Redemption of Units in Operating Partnership – During 2012 and the six months ended June 30, 2013, the Company redeemed 22,000 units in its Operating Partnership held by a trust controlled by two current members and one former member of our Board of Directors for a total of $69,080 pursuant to the terms of the partnership agreement.

Preferred Stock and Warrant – As set forth in the Articles Supplementary, the holders of Preferred Stock, Essex Illiquid, LLC and Richmond Hill Capital Partners, LLC, are entitled to elect one (1) member of the Company’s board of directors. The member of the board of directors elected by the holders of Preferred Stock holds executive positions in Essex Equity Capital Management, LLC, an affiliate of Essex Illiquid, LLC, as well as Richmond Hill Capital Partners, LLC.

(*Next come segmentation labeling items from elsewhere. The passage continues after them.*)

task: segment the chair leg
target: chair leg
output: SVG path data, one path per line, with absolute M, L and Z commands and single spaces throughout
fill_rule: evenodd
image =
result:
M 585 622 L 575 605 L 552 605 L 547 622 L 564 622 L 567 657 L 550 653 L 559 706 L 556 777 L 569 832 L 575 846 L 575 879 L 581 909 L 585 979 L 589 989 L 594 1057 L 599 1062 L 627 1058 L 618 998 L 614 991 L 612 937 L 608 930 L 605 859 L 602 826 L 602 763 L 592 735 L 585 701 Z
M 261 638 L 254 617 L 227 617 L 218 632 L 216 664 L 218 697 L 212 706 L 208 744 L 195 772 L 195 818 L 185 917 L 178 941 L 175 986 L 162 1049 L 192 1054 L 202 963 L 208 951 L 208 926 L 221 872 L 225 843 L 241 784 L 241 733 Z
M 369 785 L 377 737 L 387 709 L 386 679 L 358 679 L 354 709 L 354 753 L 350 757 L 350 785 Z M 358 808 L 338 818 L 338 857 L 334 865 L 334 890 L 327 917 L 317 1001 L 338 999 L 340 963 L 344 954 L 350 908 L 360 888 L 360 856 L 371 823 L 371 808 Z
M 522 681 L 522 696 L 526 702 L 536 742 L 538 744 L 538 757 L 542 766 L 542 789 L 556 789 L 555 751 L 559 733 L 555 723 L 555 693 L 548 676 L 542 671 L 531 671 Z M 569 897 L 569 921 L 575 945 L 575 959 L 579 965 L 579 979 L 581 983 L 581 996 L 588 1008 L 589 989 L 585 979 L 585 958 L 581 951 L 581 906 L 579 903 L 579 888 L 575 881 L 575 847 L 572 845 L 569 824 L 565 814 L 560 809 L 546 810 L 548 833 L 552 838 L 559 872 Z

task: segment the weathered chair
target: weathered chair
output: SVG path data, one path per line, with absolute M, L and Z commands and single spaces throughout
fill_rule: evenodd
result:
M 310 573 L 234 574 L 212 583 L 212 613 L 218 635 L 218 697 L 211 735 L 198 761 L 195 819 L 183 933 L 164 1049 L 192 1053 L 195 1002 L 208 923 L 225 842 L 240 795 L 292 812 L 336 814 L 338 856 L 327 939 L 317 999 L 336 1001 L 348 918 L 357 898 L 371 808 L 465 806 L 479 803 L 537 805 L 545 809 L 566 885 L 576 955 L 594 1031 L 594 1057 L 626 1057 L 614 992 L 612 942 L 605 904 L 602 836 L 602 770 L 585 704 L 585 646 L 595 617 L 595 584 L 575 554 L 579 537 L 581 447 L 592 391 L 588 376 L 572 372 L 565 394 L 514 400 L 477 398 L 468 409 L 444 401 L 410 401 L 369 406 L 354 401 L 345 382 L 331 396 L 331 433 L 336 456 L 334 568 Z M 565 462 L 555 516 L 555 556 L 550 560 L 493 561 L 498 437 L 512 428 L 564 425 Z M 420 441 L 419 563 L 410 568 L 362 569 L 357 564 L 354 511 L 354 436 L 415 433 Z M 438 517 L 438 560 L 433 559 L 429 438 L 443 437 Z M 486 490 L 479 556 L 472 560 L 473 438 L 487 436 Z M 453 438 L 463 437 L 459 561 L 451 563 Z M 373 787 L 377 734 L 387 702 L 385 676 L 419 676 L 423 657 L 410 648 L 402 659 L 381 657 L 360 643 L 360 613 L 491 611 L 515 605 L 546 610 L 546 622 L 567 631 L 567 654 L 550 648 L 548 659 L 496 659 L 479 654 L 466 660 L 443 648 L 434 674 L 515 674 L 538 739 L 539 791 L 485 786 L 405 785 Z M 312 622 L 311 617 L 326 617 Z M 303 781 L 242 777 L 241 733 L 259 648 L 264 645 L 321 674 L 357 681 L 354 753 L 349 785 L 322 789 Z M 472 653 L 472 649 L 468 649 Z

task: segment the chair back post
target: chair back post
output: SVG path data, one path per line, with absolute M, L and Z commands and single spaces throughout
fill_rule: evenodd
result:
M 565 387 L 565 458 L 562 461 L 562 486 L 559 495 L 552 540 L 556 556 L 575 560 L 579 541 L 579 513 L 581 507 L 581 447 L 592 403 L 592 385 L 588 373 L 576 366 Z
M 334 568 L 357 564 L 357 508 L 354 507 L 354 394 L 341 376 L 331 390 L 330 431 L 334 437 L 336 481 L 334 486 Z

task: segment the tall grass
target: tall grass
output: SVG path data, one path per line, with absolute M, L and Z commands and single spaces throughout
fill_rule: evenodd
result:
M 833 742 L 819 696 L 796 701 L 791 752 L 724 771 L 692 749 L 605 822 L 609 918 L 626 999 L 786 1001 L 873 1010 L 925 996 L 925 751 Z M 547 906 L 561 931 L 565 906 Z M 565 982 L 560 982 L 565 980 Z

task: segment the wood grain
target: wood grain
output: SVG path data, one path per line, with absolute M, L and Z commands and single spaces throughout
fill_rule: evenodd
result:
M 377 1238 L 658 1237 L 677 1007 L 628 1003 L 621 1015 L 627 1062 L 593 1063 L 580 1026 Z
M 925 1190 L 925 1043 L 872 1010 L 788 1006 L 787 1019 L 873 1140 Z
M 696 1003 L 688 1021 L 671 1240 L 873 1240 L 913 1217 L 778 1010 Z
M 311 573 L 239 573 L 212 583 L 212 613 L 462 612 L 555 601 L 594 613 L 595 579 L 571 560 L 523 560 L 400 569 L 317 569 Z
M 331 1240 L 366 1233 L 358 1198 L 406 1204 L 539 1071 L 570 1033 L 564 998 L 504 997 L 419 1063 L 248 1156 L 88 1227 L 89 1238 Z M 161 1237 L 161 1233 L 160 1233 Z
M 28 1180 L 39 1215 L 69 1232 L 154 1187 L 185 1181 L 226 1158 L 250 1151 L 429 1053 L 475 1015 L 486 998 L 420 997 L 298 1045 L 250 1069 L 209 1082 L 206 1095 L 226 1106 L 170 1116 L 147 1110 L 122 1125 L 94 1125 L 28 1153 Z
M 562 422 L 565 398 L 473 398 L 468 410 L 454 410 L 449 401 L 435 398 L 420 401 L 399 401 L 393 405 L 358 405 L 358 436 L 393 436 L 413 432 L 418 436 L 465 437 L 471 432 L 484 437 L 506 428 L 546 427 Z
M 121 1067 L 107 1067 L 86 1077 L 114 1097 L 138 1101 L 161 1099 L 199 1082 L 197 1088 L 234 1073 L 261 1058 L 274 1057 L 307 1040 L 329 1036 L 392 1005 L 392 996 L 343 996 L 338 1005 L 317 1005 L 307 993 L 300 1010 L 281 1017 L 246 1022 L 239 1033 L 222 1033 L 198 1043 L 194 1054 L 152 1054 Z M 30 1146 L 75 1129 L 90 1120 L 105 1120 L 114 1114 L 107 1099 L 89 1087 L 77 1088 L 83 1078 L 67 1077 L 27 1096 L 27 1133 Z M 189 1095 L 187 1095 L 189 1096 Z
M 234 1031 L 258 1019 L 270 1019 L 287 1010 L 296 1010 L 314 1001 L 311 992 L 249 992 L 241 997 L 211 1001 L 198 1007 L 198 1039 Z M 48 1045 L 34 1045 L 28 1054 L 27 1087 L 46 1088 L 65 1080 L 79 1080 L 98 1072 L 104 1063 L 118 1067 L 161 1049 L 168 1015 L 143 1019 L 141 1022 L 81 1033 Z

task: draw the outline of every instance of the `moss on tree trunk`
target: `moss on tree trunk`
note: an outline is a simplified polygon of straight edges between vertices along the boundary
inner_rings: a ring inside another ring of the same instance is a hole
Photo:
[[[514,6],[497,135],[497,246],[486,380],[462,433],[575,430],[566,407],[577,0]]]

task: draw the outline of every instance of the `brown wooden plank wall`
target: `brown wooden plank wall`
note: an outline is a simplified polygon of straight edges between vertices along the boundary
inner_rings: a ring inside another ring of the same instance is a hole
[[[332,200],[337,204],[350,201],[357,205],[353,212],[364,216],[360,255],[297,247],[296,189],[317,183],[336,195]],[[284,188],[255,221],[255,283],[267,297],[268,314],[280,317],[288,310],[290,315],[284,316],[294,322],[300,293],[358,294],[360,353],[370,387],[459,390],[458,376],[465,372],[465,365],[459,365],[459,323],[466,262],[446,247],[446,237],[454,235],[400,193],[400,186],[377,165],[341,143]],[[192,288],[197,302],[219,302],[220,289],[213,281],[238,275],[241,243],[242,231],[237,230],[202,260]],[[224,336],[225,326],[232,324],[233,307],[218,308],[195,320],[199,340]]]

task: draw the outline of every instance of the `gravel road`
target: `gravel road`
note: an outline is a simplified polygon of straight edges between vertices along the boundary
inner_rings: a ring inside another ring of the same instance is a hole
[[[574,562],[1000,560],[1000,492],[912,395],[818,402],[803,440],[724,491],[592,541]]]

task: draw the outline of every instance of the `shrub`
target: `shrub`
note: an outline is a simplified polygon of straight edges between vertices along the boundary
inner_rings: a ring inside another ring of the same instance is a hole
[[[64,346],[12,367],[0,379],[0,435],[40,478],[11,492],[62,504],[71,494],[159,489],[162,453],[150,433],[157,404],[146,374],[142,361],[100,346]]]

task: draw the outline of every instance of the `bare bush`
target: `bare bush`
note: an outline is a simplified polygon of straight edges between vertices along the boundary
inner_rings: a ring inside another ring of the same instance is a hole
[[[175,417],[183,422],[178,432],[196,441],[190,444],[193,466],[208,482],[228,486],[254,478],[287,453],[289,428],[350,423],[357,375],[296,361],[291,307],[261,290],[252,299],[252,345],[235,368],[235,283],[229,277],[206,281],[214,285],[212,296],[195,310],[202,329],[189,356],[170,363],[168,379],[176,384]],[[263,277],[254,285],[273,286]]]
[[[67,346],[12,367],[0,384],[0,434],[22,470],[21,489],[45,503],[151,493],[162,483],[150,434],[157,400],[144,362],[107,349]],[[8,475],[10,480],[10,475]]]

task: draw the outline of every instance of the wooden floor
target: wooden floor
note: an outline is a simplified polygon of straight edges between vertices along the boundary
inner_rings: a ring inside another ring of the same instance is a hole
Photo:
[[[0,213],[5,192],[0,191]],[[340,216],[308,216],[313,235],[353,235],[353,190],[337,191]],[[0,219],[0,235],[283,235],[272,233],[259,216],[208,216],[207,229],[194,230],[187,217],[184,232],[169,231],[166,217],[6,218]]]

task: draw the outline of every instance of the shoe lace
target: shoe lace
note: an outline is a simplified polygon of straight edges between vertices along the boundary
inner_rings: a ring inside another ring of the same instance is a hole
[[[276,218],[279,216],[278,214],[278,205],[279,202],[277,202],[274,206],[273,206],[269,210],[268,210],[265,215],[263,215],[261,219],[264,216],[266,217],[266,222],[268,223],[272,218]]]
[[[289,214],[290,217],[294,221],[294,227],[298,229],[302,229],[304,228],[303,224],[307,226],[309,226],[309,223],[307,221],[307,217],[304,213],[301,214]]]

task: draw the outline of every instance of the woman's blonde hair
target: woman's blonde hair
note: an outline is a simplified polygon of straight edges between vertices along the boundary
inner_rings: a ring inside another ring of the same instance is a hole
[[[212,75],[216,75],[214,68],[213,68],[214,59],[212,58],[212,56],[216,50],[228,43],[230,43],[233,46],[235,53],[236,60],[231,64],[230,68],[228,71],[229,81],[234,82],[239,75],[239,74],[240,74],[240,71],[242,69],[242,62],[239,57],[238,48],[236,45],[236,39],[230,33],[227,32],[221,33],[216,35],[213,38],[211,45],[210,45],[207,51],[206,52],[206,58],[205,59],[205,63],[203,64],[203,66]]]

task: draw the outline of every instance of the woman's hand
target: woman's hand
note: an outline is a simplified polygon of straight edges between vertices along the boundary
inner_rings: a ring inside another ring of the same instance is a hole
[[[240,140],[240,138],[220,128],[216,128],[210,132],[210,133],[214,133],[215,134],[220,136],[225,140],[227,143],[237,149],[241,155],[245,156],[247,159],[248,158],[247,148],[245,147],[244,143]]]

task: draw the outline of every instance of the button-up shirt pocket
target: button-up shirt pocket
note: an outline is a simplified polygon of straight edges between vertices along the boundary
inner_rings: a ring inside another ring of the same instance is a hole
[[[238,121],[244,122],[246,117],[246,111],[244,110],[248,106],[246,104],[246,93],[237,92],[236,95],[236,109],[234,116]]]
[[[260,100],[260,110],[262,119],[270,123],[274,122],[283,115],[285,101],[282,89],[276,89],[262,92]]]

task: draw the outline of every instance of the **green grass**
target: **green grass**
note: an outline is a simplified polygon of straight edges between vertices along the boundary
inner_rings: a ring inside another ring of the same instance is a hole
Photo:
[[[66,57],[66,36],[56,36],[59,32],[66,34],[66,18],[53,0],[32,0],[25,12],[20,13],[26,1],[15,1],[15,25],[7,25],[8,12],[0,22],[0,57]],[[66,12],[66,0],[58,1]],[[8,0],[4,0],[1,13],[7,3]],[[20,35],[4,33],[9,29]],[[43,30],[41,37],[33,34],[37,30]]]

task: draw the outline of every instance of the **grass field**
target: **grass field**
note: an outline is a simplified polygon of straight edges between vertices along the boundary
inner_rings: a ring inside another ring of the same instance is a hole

On June 15, 2012, the Company entered into an amendment of its then-existing Bridge Financing that provided, subject to a $1.5 million prepayment which the Company made on June 18, 2012, that the amount of undrawn term loan commitments increased to $7.0 million, of which $2.0 million was reserved to repay principal amounts outstanding on the Crowne Plaza Jacksonville Riverfront hotel property. The Company’s ability to borrow under the Bridge Financing ended May 31, 2013.

On June 15, 2012, the Company simultaneously entered into an agreement with the holders of the Company’s Preferred Stock to redeem 11,514 shares of Preferred Stock for an aggregate redemption price of approximately $12.3 million plus the payment of related accrued and unpaid cash and stock dividends. The redemption resulted in a prepayment fee pursuant to the provisions of the Articles Supplementary of approximately $0.8 million.

On July 10, 2012, the Company amended the terms of the outstanding Warrant by establishing a modified excepted holder limit (as defined in the Company’s Articles of Amendment and Restatement) for Essex Illiquid, LLC and Richmond Hill Capital Partners, LP.

On March 26, 2013, the Company redeemed 1,902 shares of Preferred Stock for an aggregate redemption price of approximately $2.1 million plus the payment of related accrued and unpaid cash and stock dividends. The redemption resulted in a prepayment fee pursuant to the provisions of the Articles Supplementary of approximately $0.2 million.